The following tips should help you along the way
- Do your homework before taking your vehicle in for repairs or services.
- Read the owner's manual to learn about the vehicle's systems and components.
- Follow the recommended service schedules.
- Keep a log of all repairs and service.
When you think about it, you know your car better than anyone else.
- You drive it every day and know how it feels and sounds when everything is right, so don't ignore its warning signals.
Use all of your senses to inspect your car frequently. Check for:
- Unusual sounds, odors, drips, leaks, smoke, warning lights, gauge readings.
- Changes in acceleration, engine performance, gas mileage, fluid levels.
- Worn tires, belts, hoses.
- Problems in handling, braking, steering, vibrations.
- Note when the problem occurs.
- Is it constant or periodic?
- When the vehicle is cold or after the engine has warmed up?
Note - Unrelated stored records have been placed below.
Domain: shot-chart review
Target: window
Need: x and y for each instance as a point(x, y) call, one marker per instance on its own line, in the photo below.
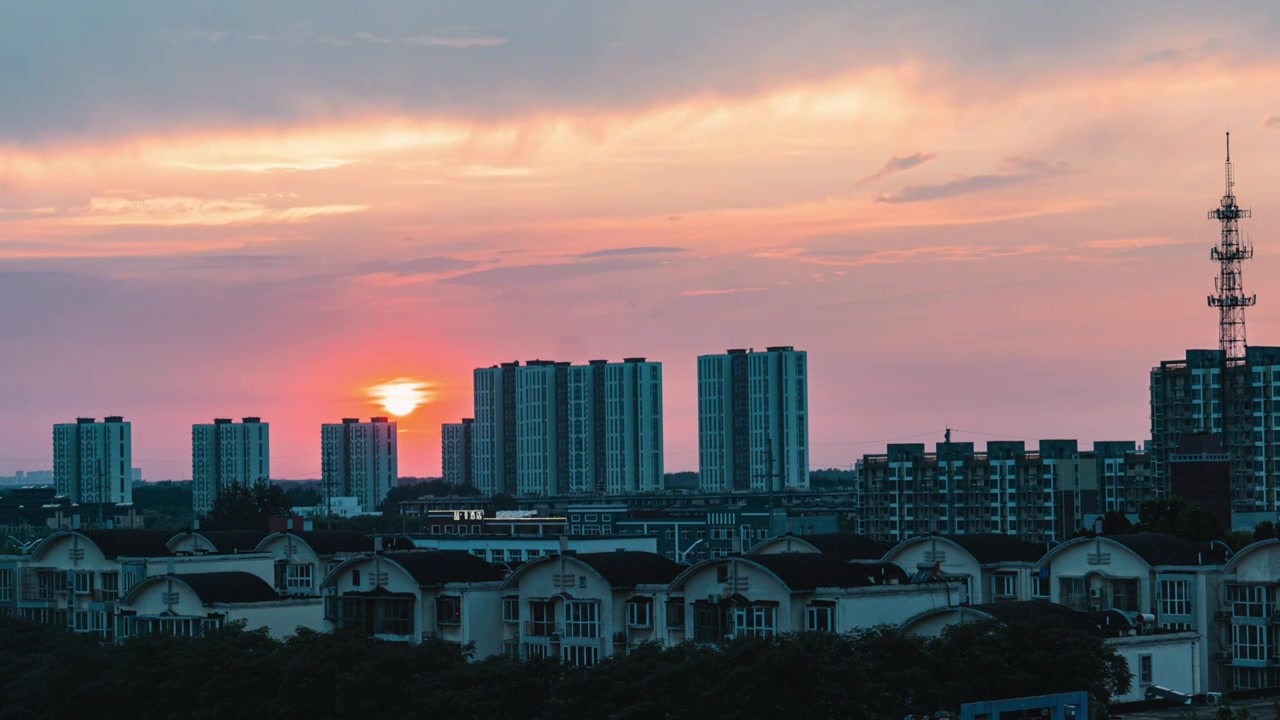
point(297, 579)
point(1175, 598)
point(1124, 595)
point(1041, 586)
point(640, 613)
point(1004, 586)
point(675, 614)
point(580, 655)
point(819, 618)
point(511, 610)
point(1249, 642)
point(448, 611)
point(754, 620)
point(110, 587)
point(542, 619)
point(1070, 592)
point(581, 619)
point(1247, 601)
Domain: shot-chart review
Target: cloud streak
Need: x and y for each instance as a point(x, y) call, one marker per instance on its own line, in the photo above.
point(896, 164)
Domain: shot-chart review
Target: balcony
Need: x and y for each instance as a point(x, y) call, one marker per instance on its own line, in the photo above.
point(542, 629)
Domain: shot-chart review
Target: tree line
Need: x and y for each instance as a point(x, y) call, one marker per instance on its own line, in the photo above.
point(876, 674)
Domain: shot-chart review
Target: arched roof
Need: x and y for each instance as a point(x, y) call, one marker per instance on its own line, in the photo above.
point(1152, 548)
point(620, 569)
point(327, 542)
point(430, 568)
point(1022, 613)
point(215, 587)
point(114, 543)
point(986, 548)
point(799, 572)
point(842, 546)
point(225, 542)
point(1252, 547)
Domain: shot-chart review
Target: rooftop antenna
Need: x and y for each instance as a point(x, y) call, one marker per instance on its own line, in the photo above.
point(1230, 302)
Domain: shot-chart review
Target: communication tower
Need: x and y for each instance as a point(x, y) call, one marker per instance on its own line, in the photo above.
point(1230, 301)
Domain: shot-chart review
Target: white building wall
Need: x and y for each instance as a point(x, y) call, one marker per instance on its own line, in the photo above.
point(94, 461)
point(1175, 662)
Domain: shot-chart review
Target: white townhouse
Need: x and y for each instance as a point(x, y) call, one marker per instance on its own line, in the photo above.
point(586, 606)
point(513, 550)
point(1148, 579)
point(74, 578)
point(417, 596)
point(188, 605)
point(764, 595)
point(841, 546)
point(993, 568)
point(1248, 619)
point(1155, 656)
point(302, 560)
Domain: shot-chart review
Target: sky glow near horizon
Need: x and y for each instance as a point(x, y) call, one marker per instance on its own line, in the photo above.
point(990, 217)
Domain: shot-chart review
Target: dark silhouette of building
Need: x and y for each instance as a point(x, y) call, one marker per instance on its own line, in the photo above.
point(1200, 472)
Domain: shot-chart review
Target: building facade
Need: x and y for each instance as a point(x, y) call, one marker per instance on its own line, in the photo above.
point(359, 460)
point(94, 461)
point(549, 428)
point(227, 452)
point(1185, 399)
point(456, 452)
point(615, 423)
point(753, 420)
point(1041, 495)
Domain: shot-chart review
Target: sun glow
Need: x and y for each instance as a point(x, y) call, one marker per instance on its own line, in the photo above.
point(401, 396)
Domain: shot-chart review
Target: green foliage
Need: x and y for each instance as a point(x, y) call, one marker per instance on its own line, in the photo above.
point(241, 506)
point(1176, 518)
point(876, 674)
point(164, 505)
point(414, 488)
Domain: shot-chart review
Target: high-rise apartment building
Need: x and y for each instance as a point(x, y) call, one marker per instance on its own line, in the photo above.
point(753, 420)
point(225, 452)
point(456, 441)
point(1185, 400)
point(549, 428)
point(615, 419)
point(493, 434)
point(359, 460)
point(94, 461)
point(1042, 495)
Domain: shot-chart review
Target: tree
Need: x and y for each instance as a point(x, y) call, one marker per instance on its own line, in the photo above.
point(247, 506)
point(1116, 524)
point(1175, 516)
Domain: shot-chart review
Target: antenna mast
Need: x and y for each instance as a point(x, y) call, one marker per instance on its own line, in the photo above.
point(1230, 302)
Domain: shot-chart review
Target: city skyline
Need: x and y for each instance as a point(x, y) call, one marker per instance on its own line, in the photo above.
point(933, 201)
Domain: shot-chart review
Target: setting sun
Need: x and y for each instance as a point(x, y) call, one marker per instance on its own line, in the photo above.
point(401, 396)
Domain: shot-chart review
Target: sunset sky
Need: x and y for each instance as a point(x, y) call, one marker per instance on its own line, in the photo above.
point(986, 215)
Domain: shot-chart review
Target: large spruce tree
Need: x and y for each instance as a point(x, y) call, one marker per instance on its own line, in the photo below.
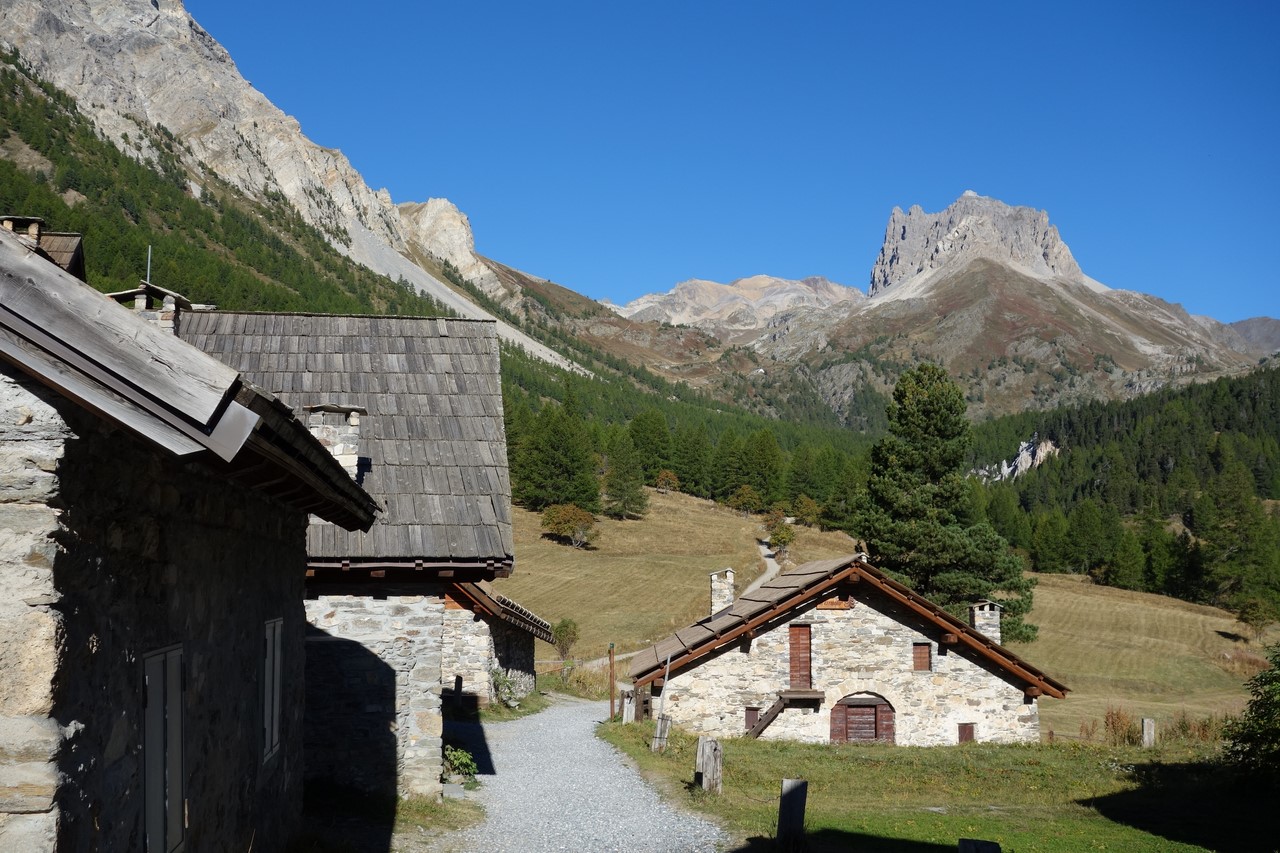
point(624, 479)
point(914, 520)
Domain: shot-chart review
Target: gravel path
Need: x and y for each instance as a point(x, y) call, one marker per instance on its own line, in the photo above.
point(553, 785)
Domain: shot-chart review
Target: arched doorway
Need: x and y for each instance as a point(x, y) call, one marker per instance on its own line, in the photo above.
point(862, 717)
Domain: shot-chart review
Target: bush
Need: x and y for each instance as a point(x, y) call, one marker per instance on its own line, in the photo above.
point(570, 523)
point(1121, 728)
point(563, 635)
point(1253, 738)
point(460, 762)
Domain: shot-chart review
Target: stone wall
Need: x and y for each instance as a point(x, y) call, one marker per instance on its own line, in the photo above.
point(467, 653)
point(109, 551)
point(855, 648)
point(515, 651)
point(374, 667)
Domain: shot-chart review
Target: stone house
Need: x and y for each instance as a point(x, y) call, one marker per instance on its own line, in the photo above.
point(835, 651)
point(401, 611)
point(152, 553)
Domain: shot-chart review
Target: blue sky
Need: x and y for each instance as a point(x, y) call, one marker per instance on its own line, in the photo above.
point(618, 149)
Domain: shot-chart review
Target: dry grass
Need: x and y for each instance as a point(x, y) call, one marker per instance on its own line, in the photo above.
point(1152, 656)
point(641, 580)
point(1155, 656)
point(813, 544)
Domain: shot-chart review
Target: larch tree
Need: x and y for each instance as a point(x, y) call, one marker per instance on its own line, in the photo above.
point(914, 519)
point(624, 479)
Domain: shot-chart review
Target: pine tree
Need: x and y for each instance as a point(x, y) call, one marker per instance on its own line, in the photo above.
point(652, 441)
point(918, 501)
point(691, 459)
point(557, 461)
point(624, 479)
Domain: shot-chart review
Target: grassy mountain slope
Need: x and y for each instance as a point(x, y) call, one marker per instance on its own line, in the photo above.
point(1150, 655)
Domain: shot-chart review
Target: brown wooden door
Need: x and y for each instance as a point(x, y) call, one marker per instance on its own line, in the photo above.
point(800, 664)
point(860, 723)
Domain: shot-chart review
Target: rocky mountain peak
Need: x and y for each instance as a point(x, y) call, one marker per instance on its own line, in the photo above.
point(919, 242)
point(744, 304)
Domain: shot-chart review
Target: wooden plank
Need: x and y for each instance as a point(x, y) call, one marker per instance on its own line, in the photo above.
point(108, 334)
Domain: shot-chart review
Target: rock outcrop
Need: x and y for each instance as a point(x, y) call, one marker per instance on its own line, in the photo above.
point(141, 63)
point(745, 304)
point(918, 242)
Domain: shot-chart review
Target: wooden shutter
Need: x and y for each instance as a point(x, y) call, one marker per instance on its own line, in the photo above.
point(272, 692)
point(839, 724)
point(174, 787)
point(799, 644)
point(885, 724)
point(164, 783)
point(152, 748)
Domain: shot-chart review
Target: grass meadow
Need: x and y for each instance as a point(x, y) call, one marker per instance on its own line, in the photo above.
point(1124, 656)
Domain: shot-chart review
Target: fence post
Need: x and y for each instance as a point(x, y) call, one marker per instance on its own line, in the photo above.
point(659, 735)
point(711, 758)
point(629, 706)
point(791, 804)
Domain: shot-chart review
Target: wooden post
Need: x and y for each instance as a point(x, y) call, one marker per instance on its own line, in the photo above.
point(659, 735)
point(709, 762)
point(791, 804)
point(629, 706)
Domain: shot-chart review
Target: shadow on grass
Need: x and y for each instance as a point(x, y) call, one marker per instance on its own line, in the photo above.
point(1205, 803)
point(841, 842)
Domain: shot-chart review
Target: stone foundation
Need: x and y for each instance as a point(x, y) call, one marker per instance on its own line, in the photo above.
point(374, 690)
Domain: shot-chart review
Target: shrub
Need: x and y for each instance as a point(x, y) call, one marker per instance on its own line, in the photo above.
point(563, 635)
point(1121, 728)
point(458, 761)
point(1253, 738)
point(570, 523)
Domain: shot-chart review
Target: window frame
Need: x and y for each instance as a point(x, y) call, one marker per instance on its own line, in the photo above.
point(272, 693)
point(164, 687)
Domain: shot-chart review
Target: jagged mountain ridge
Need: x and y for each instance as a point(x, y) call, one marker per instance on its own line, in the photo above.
point(743, 304)
point(131, 62)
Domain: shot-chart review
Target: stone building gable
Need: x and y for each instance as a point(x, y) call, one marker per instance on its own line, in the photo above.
point(864, 648)
point(113, 551)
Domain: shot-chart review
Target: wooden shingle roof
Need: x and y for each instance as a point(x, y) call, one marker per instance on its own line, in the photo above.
point(433, 447)
point(799, 589)
point(90, 350)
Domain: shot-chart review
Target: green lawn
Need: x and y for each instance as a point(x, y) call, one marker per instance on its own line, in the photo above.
point(1064, 797)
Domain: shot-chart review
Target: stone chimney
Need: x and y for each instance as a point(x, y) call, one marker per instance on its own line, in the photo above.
point(984, 616)
point(338, 429)
point(155, 305)
point(722, 589)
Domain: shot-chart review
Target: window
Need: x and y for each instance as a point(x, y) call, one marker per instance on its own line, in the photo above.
point(161, 749)
point(272, 679)
point(800, 664)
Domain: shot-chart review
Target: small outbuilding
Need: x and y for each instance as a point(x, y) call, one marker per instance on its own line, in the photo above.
point(835, 651)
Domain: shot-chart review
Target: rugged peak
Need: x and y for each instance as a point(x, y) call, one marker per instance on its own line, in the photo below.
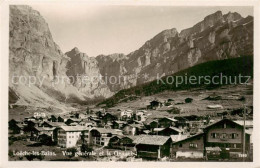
point(232, 16)
point(75, 50)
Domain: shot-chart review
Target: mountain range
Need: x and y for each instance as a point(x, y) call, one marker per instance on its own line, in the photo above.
point(33, 53)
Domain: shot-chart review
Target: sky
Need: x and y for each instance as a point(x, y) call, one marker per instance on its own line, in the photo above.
point(96, 29)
- At all speeds? Only under acceleration? During braking? When shifting?
- When did the problem first start?
Once you are at our location, communicate your findings.
Be prepared to describe the symptoms.
- Carry a written list of the symptoms that you can give us.
Stay involved...ask questions.
Ask as many questions as you need. Do not be embarrassed to request lay definitions.
- You may ask to be called and apprised of the problem, course of action, and costs before work begins.
- Before you leave, be sure you understand all shop policies regarding labor rates and acceptable methods of payment.
- Leave a telephone number where you can be reached.
The following simple and inexpensive preventative checks will greatly extend the life of your vehicle and ensure safer operation.
Always consult your owner's manual for individual service schedules because maintenance requirements vary by manufacturer, make and model.
- Always consult your owner's manual, but a good rule of thumb is to have the engine oil and oil filter changed regularly - every 5,000 miles.
- Have all fluids checked, including brake, power steering, windshield washer solvent and antifreeze. These fluids play a large role in the safety and performance of the vehicle.
- Check tire inflation. Under-inflated tires can result in a loss of fuel efficiency. This is the least expensive form of preventive and safety maintenance. A good rule of thumb is to have tire inflation checked once a week.
- Keep your engine tuned. A fouled spark plug or plugged / restricted fuel injector can reduce fuel efficiency by as much as 30 percent.
- Check battery cables and posts for corrosion and clean them as needed. The battery fluid also should be checked and filled if it is low, unless it is a maintenance-free battery.
- Have the lighting system checked frequently, including headlights, turn signals, brake and taillights.
- Check windshield washer blades for cracks, tears and windshield contact. Replace them at least once a year, or sooner if streaking begins.
- Inspect engine belts regularly. Worn belts will affect the engine performance. Look for cracks and missing sections or segments.
- Have the air filtration system checked frequently. This system ensures that the vehicle is performing at its peak condition.
- Always consult your owner's manual, but a good rule of thumb is to have the air cabin filter replaced every 10,000 miles.